O PL 1.764/2024 busca reduzir os índices de mortalidade materna e infantil associados à prematuridade, definindo diretrizes claras para o cuidado com bebês nascidos antes das 37 semanas de gestação. Uma das medidas propostas é a orientação e o treinamento de pais por equipes hospitalares, focando nas necessidades específicas desses recém-nascidos. A iniciativa propõe ainda a criação do Dia Nacional da Prematuridade, a Semana da Prematuridade e o Novembro Roxo, um mês dedicado à conscientização sobre os desafios e direitos relacionados à prematuridade.
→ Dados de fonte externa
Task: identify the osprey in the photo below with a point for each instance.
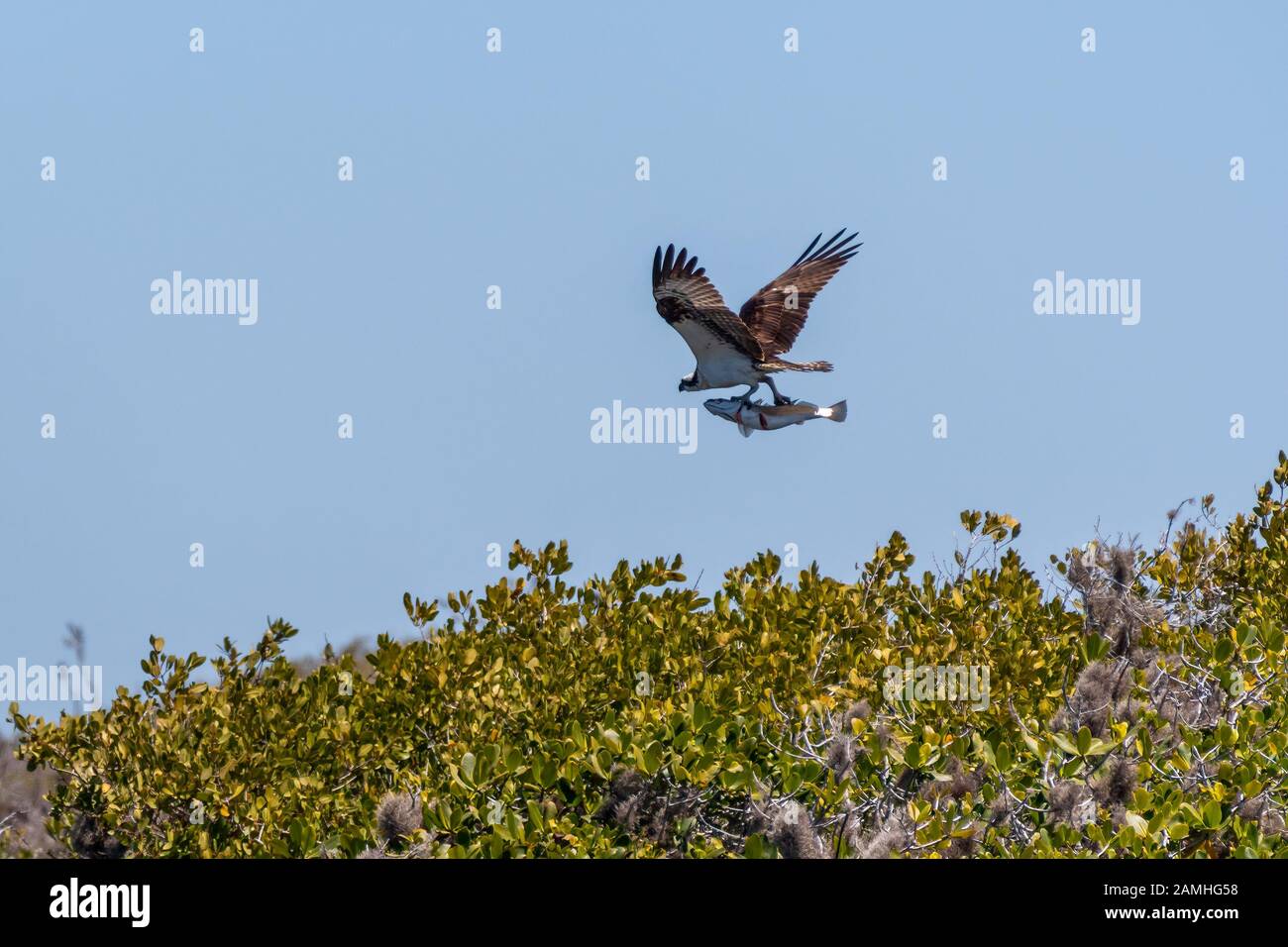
(745, 350)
Além das questões de saúde, os senadores também analisarão o PL 3.148/2023, que estabelece critérios para a escolha de nomes de escolas públicas localizadas em comunidades indígenas, quilombolas e zonas rurais. O projeto determina que a denominação dessas instituições seja definida pelas próprias comunidades, respeitando suas tradições e cultura. Cada sistema de ensino terá um prazo para definir as regras de consulta e participação comunitária nesse processo. O texto veta a homenagem a pessoas vivas ou envolvidas em atos de lesa-humanidade, tortura ou violação de direitos humanos.
A pauta também inclui o PDL 358/2024, que promove alterações em um acordo de serviços aéreos firmado entre Brasil e República Dominicana, definindo os termos “território” e “soberania” no contexto do acordo.
Por fim, o Senado realizará a quarta sessão de discussão, em primeiro turno, da PEC 76/2019, que busca incluir as polícias científicas entre os órgãos de segurança pública, ampliando seu reconhecimento e importância dentro do sistema nacional.